I may still be the only person to have built my own IOD. It took two weeks in the Hodgdon Yard in East Boothbay to do Tango's hull and attach the keel from my old wooden number 16 and then 29 days in Hood's boatyard in Marblehead to build all of the interior, install the mast step and the frames for the head stay and backstay, paint her and launch her. As you know, I wanted here to look as much like a wooden boat as possible, so she has teak on the inside and outside of the cockpit and cabin as well as a planked teak cabin top. Installing the teak as the headliner of the cabin was the most interesting part of the job. We rushed to have her launched so that sailors coming to Marblehead that August for the Worlds could see how you could convert a wooden hull. I did it for about $6000. Tango led around the weather mark and almost won her first race if the wind had not died.

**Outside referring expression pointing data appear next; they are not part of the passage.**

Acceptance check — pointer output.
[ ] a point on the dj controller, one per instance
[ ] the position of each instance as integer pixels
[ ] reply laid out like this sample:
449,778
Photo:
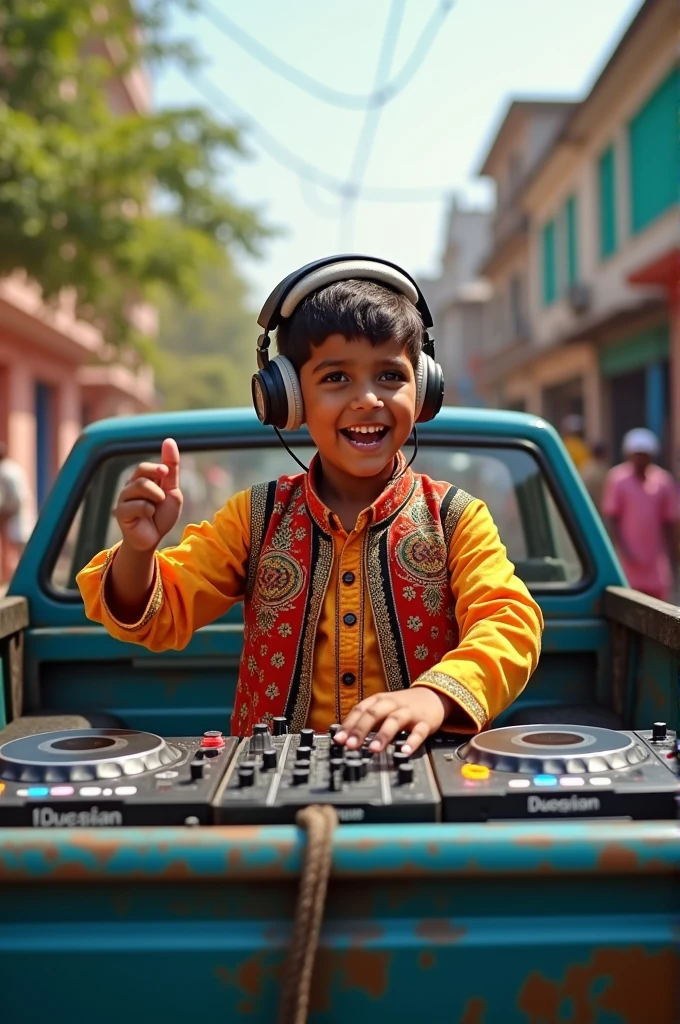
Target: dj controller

Anyway, I think the molds came over from Norway in 1975 and Henrik controlled them for at least a few years after my boat was built, so say the late 70s. The person most familiar with builders after that was class construction chairman, Ted Cook. I kept having to collect from Henrik and remind Teddy to insist that deals with subsequent builders had to take into consideration my commitment to pay Odd Hals $50 for every fiberglass boat built in the U.S. I don't think he received but about $200 and he would certainly be dead by now. Henrik was impossible to work with and the owner, Mr. Tillotson, told me he ended up being fired by Hodgdon Brothers in East Boothbay and moved to Houston, where I think he became a boat broker.
That old newsletter also includes, I believe, an article I wrote about the current status of Saga, the Bermuda 6 meter upon which the IOD design was based by Corny Shields and Bjarne Aas (who had designed Saga). I flew to Vancouver, BC sometime in that period and sailed Saga out through the Straits of Juan de Fuca and around Victoria. I may be able to come up with the name of the owner, who was assistant landscape manager at the beautiful Bouchart Gardens in Victoria. Saga was still in beautiful condition and is a magnificent hull. [Saga is still sailing actively in the Vancouver 6-metre fleet.]
Herb, while I am thinking about it, I have some things that will be lost in the shuffle and nobody will have any clue what they are when I die. Maybe the class would like to use some of them. One is a beautiful pewter mug with the IOD emblem and the names of all of the IODs in Scotland engraved on it, It was presented to me by the fleet when I flew to Edinburgh sometime in the late seventies, found the fleet and got them involved [in the world class]. I gave the sets of plans I had printed and the negatives from which they were made to someone in the class years ago.